#' Generating box plot
#' `metadata`
#' @param data Data file (with header line, the first row is the colname,
#' tab seperated. Multiple formats are allowed and described above)
#' @param melted When TRUE, meaning a long format matrix is supplied to `data`.
#' function will skip preprocess. Default FALSE.
#' @param metadata Giving a metadata file with format specified in example
#' to tell the group information for each sample.
#' @param xvariable The column represents the x-axis values. For unmelted data, the program
#' will use first column as x-variable.
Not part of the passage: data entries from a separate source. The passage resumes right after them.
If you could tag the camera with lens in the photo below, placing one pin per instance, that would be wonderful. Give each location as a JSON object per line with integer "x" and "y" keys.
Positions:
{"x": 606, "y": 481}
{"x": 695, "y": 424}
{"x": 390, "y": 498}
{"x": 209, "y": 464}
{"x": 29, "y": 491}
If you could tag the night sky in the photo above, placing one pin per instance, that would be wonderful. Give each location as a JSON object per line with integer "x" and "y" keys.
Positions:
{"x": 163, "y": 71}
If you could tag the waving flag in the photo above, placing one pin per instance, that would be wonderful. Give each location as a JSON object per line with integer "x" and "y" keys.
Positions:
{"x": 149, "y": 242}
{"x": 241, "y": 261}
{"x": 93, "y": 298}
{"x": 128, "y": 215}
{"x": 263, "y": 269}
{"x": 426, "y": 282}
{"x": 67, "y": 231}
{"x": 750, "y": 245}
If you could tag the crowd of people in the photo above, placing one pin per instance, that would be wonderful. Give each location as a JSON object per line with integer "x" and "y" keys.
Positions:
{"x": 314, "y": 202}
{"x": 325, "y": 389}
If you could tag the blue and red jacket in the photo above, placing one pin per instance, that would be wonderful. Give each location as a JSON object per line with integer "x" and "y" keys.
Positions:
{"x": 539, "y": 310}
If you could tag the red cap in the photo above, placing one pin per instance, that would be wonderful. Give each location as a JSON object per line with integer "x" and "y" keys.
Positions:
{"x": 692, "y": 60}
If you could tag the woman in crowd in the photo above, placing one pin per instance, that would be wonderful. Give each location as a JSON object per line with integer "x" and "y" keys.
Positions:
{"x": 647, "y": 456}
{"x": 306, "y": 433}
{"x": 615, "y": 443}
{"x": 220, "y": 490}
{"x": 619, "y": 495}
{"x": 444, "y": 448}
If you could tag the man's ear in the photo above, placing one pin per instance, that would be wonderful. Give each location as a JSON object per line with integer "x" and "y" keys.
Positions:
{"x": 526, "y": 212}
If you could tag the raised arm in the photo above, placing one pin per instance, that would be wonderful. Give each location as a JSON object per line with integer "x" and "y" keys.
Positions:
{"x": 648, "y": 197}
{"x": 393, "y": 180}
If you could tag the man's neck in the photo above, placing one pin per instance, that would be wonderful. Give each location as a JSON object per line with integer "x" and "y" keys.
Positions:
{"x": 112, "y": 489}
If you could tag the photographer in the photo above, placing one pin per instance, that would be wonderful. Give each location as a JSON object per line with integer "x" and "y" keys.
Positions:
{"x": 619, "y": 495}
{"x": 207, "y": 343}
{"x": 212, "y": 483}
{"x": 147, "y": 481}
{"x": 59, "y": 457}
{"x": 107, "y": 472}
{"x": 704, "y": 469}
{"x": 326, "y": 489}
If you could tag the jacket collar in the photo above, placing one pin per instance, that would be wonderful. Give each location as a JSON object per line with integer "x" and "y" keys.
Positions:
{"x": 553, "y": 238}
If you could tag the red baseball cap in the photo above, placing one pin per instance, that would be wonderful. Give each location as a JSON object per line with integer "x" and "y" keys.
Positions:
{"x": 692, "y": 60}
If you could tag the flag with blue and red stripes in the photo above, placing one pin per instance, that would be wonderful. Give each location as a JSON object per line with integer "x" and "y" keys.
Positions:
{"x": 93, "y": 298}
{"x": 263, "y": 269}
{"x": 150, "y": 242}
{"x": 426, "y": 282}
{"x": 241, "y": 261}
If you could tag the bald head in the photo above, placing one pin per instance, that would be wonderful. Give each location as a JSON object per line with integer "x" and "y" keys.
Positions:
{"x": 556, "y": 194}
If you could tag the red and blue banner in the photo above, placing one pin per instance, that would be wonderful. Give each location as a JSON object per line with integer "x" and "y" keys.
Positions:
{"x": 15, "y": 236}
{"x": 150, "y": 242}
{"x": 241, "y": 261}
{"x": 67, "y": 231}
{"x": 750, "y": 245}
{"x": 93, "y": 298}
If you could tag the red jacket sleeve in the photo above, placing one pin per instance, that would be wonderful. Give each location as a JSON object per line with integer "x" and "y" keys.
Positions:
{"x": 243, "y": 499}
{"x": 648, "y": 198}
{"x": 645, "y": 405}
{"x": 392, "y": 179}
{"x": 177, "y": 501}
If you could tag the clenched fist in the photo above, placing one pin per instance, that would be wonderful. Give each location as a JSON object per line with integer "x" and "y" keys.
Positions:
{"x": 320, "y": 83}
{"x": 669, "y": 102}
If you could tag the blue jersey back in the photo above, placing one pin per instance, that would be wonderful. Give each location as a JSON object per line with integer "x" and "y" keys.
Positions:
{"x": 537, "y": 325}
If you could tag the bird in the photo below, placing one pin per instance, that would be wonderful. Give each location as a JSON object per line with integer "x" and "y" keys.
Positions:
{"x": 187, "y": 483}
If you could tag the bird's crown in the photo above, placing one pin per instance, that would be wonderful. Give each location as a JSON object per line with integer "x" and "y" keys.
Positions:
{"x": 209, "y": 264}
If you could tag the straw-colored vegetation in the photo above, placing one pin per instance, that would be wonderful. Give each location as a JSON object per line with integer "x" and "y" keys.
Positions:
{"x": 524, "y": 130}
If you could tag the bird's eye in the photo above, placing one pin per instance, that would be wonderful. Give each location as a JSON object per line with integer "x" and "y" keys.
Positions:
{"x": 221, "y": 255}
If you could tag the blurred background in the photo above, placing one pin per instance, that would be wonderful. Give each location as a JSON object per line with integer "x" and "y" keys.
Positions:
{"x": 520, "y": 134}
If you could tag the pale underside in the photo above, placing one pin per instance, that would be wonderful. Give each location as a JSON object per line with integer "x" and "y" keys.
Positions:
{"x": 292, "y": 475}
If one want to use first row of unmelted data
#' as x-variable, please specify `variable` here (which is an inner name).
#' Or if one want to use other columns in `metadata`.
#' @param yvariable The column represents the digital values.
#' For unmelted data, the program
#' will use `value` as y-variable (which is an inner name).
#' This parameter can only be set when `melted` is TRUE.
#' @param legend_variable The column represents the legend information.
#' Default `xvariable` if not specified.
#' @param group_variable_for_line Specify the group of points to line together (one column name).
#' @param group_variable_order_for_line Levels for group variable for lines.
#' @param legend_variable_order Levels for legend variable.
#' Default data order, accept a vector like c('TP16','TP22','TP23') for `legend_variable` column.
#' @param legend_variable_cut Self-define intervals for legend variable when
#' values in `legend_variable` column is continuous numbers.
#' @param xvariable_order xvariable_order Levels for x-axis variable. Default data order, accept input like c('g','a','j','x','s','c','o','u') for Set column.
#' @param xvariable_cut sxvariable_cut Self-define intervals for x-axis variable.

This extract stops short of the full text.